Andi, Christoph and Lee:
This looks like an "unbalanced NUMA memory usage leading to premature
swapping" problem.
Thanks,
Fengguang
On Wed, Aug 18, 2010 at 10:46:59PM +0800, Chris Webb wrote:
> Wu Fengguang <[email protected]> writes:
>
> > Did you enable any NUMA policy? That could start swapping even if
> > there are lots of free pages in some nodes.
>
> Hi. Thanks for the follow-up. We haven't done any configuration or tuning of
> NUMA behaviour, but NUMA support is definitely compiled into the kernel:
>
> # zgrep NUMA /proc/config.gz
> CONFIG_NUMA_IRQ_DESC=y
> CONFIG_NUMA=y
> CONFIG_K8_NUMA=y
> CONFIG_X86_64_ACPI_NUMA=y
> # CONFIG_NUMA_EMU is not set
> CONFIG_ACPI_NUMA=y
> # grep -i numa /var/log/dmesg.boot
> NUMe: Allocated memnodemap from b000 - 1b540
> NUMA: Using 20 for the hash shift.
>
> > Are your free pages equally distributed over the nodes? Or limited to
> > some of the nodes? Try this command:
> >
> > grep MemFree /sys/devices/system/node/node*/meminfo
>
> My worst-case machines current have swap completely turned off to make them
> usable for clients, but I have one machine which is about 3GB into swap with
> 8GB of buffers and 3GB free. This shows
>
> # grep MemFree /sys/devices/system/node/node*/meminfo
> /sys/devices/system/node/node0/meminfo:Node 0 MemFree: 954500 kB
> /sys/devices/system/node/node1/meminfo:Node 1 MemFree: 2374528 kB
>
> I could definitely imagine that one of the nodes could have dipped down to
> zero in the past. I'll try enabling swap on one of our machines with the bad
> problem late tonight and repeat the experiment. The node meminfo on this box
> currently looks like
>
> # grep MemFree /sys/devices/system/node/node*/meminfo
> /sys/devices/system/node/node0/meminfo:Node 0 MemFree: 82732 kB
> /sys/devices/system/node/node1/meminfo:Node 1 MemFree: 1723896 kB
>
> Best wishes,
>
> Chris.
On Wed, 18 Aug 2010, Wu Fengguang wrote:
> Andi, Christoph and Lee:
>
> This looks like an "unbalanced NUMA memory usage leading to premature
> swapping" problem.
Is zone reclaim active? It may not activate on smaller systems leading
to an unbalance memory usage between node.

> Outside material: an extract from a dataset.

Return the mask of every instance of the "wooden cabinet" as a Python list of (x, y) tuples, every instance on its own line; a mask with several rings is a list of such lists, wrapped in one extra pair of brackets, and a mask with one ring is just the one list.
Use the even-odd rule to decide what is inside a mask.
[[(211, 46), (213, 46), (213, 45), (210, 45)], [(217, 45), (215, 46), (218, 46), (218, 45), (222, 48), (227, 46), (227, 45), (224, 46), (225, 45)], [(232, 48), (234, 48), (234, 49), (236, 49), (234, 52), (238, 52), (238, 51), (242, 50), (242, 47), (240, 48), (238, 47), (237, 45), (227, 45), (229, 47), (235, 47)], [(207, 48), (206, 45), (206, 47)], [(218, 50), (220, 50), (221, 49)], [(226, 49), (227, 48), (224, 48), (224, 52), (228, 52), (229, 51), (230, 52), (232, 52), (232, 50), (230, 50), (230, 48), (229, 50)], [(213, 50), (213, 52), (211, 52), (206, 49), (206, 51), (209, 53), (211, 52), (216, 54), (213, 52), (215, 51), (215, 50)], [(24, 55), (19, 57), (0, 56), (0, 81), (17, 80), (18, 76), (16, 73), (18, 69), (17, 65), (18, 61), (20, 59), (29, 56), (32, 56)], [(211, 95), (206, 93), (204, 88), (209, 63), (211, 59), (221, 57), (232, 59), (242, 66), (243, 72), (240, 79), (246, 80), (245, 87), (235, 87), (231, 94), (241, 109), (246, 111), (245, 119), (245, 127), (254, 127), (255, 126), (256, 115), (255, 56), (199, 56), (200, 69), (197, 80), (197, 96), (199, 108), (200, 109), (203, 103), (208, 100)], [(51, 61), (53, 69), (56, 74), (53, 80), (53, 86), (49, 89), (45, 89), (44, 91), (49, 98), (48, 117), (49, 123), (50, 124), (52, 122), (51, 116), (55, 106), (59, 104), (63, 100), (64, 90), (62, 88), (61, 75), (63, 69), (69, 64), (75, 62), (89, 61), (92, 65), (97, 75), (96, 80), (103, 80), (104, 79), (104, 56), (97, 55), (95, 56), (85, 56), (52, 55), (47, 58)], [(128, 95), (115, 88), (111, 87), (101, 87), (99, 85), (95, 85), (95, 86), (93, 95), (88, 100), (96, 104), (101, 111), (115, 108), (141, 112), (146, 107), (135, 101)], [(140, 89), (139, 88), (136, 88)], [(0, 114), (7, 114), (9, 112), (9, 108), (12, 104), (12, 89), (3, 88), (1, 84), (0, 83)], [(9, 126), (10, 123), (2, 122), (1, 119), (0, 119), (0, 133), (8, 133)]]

On Wed, 2010-08-18 at 23:21 +0800, Wu Fengguang wrote:
> Andi, Christoph and Lee:
>
> This looks like an "unbalanced NUMA memory usage leading to premature
> swapping" problem.
What is the value of the vm.zone_reclaim_mode sysctl? If it is !0, the
system will go into zone reclaim before allocating off-node pages.
However, it shouldn't "swap" in this case unless (zone_reclaim_mode & 4)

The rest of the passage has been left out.